© 2003 Andy Ahmad Zaelany Posted 25 January,
2003
Makalah
Falsafah Sains (PPs 702)
Program Pasca Sarjana / S3
Institut
Pertanian Bogor
Januari 2003
Dosen:
Prof Dr Ir
Rudy C Tarumingkeng (Penanggung Jawab)
Prof. Dr. Ir. John Haluan, Msc
Implementasi Strategi Adaptasi Nelayan Bom Ikan dan
Dampaknya
Terhadap Terumbu Karang:
Kasus Pulau Karang, Propinsi Sulawesi Selatan
Oleh:
Drs. Andy Ahmad
Zaelany, M.A.
Nrp : C561020134
E-mail: andy_az62@yahoo.com
1.Pendahuluan
Indonesia dikenal sebagai
negara kepulauan terbesar di dunia dengan jumlah pulau lebih dari 17.000.

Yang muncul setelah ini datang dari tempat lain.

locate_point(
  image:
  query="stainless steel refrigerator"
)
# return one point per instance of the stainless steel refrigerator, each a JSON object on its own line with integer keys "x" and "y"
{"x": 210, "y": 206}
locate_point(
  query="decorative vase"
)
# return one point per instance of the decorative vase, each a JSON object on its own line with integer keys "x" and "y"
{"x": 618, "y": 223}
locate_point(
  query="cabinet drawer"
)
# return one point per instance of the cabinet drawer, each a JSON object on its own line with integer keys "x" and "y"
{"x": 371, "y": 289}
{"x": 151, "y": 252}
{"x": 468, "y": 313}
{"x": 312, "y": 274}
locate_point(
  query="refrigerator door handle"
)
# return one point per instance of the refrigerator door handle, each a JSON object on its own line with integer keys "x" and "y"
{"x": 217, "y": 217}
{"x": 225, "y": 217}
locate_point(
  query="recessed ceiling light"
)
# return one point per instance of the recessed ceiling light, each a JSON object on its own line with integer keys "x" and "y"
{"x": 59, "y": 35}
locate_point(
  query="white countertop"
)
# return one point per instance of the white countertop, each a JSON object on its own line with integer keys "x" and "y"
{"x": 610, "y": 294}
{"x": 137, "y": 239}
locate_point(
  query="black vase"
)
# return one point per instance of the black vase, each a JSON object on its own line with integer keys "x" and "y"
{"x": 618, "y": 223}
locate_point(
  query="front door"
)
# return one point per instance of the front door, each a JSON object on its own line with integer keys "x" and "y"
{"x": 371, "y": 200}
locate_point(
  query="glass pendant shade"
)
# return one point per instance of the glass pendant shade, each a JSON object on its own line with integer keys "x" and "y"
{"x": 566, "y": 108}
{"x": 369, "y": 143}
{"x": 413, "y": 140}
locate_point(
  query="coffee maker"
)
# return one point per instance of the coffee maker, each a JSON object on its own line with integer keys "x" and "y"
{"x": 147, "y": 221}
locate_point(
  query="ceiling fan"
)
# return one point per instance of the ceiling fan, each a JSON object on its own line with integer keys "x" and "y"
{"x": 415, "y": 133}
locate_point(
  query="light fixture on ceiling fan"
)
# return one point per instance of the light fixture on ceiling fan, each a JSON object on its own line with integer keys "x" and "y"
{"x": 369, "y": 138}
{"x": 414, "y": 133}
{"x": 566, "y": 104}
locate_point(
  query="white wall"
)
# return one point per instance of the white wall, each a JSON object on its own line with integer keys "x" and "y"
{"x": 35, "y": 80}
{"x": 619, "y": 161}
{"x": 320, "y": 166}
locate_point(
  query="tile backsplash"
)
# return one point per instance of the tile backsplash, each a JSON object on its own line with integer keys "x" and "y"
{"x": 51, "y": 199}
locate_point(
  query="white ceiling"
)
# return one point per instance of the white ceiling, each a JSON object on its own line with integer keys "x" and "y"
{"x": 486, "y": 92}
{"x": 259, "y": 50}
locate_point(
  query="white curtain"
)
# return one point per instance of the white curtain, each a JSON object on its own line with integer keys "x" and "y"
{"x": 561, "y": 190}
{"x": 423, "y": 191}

Jumlah yang besar ini mengindikasikan pula kekayaan biodiversity yang dipunyai
Indonesia. Dalam buku yang dikeluarkan Conservation
International : “Megadiversity :
Earth’s Biologically Wealthiest Nations” (1998) disebutkan bahwa Indonesia
berada di urutan kedua dalam hal keanekaragaman hayati. Namun eksploitasi
berlebihan pada sumberdaya hayati sekarang ini menjadi isu kritis, dan menjadi
masalah dari manajemen biodiversiti. Isu terakhir yang banyak menyita perhatian
adalah kerusakan terumbu karang (coral
reef), karena perannya yang sentral dalam ekosistem laut.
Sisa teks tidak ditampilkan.